Giving him an extra week before marking his century milestone in the last match of the championship against the Scots carries a certain degree of logic, and would also allow Keith Earls -- the man most likely to fill in should anything happen to O'Driscoll at the World Cup -- the chance to run alongside D'Arcy at outside centre.

That could mean Andrew Trimble coming back onto the left wing, but the Ulster man did not help his cause with a loose display in their Magners League defeat to the Scarlets last weekend. Rob Kearney is also back in the equation, which would open the possibility of a Kearney/Tommy Bowe/Geordan Murphy back three if Earls moves inside.

John Hayes deservedly earned the plaudits after becoming Ireland's first centurion in Twickenham but there is an argument for giving Tom Court or Tony Buckley a go in the No 3 jersey. Court has been strong for Ulster and has done well on his run-ons for the national side, while Buckley backed a decent cameo against England with an impressive showing in Munster's defeat to the Dragons last weekend.

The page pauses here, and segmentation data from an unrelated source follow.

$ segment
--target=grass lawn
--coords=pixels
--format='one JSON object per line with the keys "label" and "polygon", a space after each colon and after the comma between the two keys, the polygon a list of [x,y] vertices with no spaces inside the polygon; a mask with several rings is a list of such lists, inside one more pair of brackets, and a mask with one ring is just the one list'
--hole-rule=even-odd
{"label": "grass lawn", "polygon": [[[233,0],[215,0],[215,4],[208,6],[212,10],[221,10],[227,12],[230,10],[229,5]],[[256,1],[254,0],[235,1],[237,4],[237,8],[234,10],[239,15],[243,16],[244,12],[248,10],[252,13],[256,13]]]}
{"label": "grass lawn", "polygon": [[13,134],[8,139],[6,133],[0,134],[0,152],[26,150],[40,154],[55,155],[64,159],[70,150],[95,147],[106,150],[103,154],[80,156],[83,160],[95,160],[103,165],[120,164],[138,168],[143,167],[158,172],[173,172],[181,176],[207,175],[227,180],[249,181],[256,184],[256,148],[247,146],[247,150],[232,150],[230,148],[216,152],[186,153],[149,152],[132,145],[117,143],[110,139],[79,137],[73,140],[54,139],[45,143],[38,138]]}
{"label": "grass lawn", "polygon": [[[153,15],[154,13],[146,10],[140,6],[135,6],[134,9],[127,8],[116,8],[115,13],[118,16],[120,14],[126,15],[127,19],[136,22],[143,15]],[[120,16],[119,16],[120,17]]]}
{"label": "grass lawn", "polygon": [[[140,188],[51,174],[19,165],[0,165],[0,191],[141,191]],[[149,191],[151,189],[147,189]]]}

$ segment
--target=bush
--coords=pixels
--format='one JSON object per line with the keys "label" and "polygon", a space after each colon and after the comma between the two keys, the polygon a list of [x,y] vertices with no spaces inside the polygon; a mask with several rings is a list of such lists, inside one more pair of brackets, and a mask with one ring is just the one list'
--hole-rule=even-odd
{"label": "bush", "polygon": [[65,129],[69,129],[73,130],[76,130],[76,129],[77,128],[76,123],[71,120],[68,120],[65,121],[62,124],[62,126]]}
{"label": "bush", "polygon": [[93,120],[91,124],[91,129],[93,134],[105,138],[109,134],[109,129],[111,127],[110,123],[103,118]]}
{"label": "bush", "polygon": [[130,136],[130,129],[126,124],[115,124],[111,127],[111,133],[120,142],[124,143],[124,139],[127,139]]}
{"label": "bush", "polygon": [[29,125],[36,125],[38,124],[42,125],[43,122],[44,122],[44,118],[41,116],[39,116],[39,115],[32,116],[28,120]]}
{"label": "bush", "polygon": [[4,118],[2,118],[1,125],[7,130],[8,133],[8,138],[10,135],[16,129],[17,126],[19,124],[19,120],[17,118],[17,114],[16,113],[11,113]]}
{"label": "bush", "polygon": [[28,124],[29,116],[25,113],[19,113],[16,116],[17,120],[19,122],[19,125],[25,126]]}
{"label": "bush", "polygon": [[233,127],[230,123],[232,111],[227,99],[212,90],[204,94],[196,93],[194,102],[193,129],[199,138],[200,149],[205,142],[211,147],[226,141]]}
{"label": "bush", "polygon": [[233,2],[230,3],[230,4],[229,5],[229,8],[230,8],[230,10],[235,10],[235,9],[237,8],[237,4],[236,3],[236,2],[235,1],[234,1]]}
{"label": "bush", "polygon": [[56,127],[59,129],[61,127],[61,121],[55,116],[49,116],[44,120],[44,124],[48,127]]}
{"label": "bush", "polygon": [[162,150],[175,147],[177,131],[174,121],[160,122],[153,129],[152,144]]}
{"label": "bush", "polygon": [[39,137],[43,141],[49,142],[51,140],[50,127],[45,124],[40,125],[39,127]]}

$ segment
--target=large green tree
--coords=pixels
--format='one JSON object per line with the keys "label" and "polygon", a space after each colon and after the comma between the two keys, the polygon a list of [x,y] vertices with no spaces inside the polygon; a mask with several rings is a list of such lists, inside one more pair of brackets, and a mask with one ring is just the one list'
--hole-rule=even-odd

With Mike Ross still warming the Leinster bench, these two are the back-up to Hayes and starting a big Six Nations match against Wales would be a true test of their long-term viability.

Shane Jennings came into the match-22 equation following injury to Sean O'Brien and took his chance splendidly when introduced for the Twickenham endgame. O'Brien was having a quality season and will undoubtedly come back into the reckoning when he recovers but Jennings' qualities make a convincing case for his inclusion this weekend.

David Wallace was part of a powerful back-row performance, alongside Ferris and Heaslip, against England and has a good record against Martyn Williams -- if Wales start the veteran open-side. However, giving Jennings a run on the same basis Kidney gave Leamy a go last year could have similarly beneficial results looking ahead to the Scotland match and summer tour.

After the Paris nightmare, there were concerted calls for Tomas O'Leary to be replaced at scrum-half which paid scant acknowledgment to the Munster man's crucial role in the successes of 2009. Every player is entitled to one off day and there were quite a few of those against France.

Against England, he produced a typically powerful performance and, while O'Leary's box-kicking continues to be an issue, he is unquestionably Ireland's first-choice No 9.

It is just the same as last year, when Kidney rotated him for Stringer, who also has to be in serious consideration for a place in the 22 after a series of strong performances. However, with Wales expected to return the 6'3" Mike Phillips to their starting line-up, it makes sense to have O'Leary on him.

Elsewhere, Donncha O'Callaghan performed strongly after a month on the sidelines and should be better again with the England game under his belt. Leo Cullen is an excellent option off the bench, while Ronan O'Gara should continue to provide a similarly effective back-up role to starting out-half Jonathan Sexton.

When the team is named at lunchtime today, the expectation is that Kidney will leave well enough alone. Wales, for all their flakiness, are dangerous when they get going and are capable of upsetting Ireland's Triple Crown designs.

However, the Welsh also look soft down their spine. Injuries have left their front five vulnerable, Ryan Jones is struggling at No 8 (not helped by a calf injury niggle) and their midfield is prone to error.

It could allow scope for controlled rotation and if Ireland's coach was to take that route, something along the lines of the following selection would be interesting and progressive.

IRELAND ROTATION XV -- R Kearney/G Murphy; T Bowe, K Earls, G D'Arcy, G Murphy/A Trimble; J Sexton, T O'Leary; C Healy, R Best, T Buckley/T Court; D O'Callaghan, P O'Connell (capt); S Ferris, S Jennings, J Heaslip.